Biological systems are outstandingly adept at information processing. A great deal is known about how cells translate signals into biologically relevant outputs, such as modifications in gene expression, protein activity, and ion fluxes.

How biological systems process information in complex and changing environments is a central unsolved puzzle of the post-genomic age.

In plants, physiology and development are inextricably linked: morphogenesis reflects external environmental conditions as much as endogenous cues. Developmental, metabolic, and environmental information is encoded, transported, and ultimately translated into phenotype through a complex network of hormones. The highly plastic Arabidopsis seedling has been an excellent system for dissecting the interaction between internal and external cues during light-directed development (photomorphogenesis). Seedling stem (hypocotyl) length is a sensitive, quantitative, readily-imaged output for studying the photomorphogenetic program.

We are currently focusing on three questions:

1. How do cells integrate information from multiple hormones? Different hormones trigger seemingly identical growth responses, yet each hormone pathway is required for normal growth. My laboratory is using a variety of tools to fully dissect the interaction between two key growth regulators—auxins and brassinosteroids.

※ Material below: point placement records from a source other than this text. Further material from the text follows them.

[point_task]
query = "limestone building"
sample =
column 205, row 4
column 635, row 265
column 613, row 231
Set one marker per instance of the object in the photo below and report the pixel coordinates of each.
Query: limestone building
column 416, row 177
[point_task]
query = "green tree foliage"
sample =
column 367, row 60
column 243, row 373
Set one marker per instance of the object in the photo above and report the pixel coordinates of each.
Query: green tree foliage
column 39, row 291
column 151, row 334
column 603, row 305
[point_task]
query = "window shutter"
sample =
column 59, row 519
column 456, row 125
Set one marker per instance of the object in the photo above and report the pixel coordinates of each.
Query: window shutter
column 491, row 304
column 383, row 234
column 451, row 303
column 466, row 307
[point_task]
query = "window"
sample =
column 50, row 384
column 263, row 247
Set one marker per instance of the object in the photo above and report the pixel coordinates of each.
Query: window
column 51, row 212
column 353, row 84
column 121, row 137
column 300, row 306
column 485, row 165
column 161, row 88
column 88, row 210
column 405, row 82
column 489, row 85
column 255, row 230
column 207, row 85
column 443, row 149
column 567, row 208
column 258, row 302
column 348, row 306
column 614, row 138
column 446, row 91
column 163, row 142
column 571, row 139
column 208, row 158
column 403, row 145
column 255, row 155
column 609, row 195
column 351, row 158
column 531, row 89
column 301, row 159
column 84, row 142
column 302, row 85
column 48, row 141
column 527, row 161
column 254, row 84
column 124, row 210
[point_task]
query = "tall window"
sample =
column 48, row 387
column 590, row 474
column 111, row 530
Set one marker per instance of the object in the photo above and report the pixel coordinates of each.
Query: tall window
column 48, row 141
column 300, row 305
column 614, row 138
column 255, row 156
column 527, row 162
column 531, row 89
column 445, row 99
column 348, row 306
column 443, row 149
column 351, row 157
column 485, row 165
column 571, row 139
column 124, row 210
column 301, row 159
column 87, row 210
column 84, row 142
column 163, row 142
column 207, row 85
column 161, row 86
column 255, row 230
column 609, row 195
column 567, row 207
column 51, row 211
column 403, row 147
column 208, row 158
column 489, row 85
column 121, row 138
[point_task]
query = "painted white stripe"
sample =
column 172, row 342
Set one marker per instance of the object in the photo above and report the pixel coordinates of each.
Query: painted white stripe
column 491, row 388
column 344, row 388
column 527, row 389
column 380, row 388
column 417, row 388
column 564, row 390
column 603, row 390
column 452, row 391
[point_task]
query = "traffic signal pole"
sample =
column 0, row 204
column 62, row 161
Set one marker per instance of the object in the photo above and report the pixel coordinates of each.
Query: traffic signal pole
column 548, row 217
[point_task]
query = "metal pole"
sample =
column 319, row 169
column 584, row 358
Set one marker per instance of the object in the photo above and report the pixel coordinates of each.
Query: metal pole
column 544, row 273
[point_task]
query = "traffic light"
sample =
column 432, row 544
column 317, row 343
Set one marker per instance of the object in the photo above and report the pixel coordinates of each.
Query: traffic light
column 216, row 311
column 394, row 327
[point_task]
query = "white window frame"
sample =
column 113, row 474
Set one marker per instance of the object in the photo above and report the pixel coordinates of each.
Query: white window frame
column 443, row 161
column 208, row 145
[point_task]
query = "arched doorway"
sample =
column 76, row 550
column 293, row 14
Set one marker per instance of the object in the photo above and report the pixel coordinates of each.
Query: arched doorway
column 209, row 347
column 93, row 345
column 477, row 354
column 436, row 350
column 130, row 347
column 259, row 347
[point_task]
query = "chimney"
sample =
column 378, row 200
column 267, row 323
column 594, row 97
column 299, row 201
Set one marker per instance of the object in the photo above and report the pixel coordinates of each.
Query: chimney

2. How does cell fate shape hormone responses? We have uncovered a previously unsuspected role for brassinosteroids in directing cell fate and growth in the root epidermis. We are using this second cell type to elucidate how hormonal cues are modified by cell identify.

3. How are cellular growth rates modified over time? A significant limitation to current studies of photomorphogenesis is the lack of temporal and spatial control in assaying hormone/hormone and hormone/light interactions. We are combining time-lapse imaging with new tools for conditional regulation of hormone action to define and model dynamic growth signals.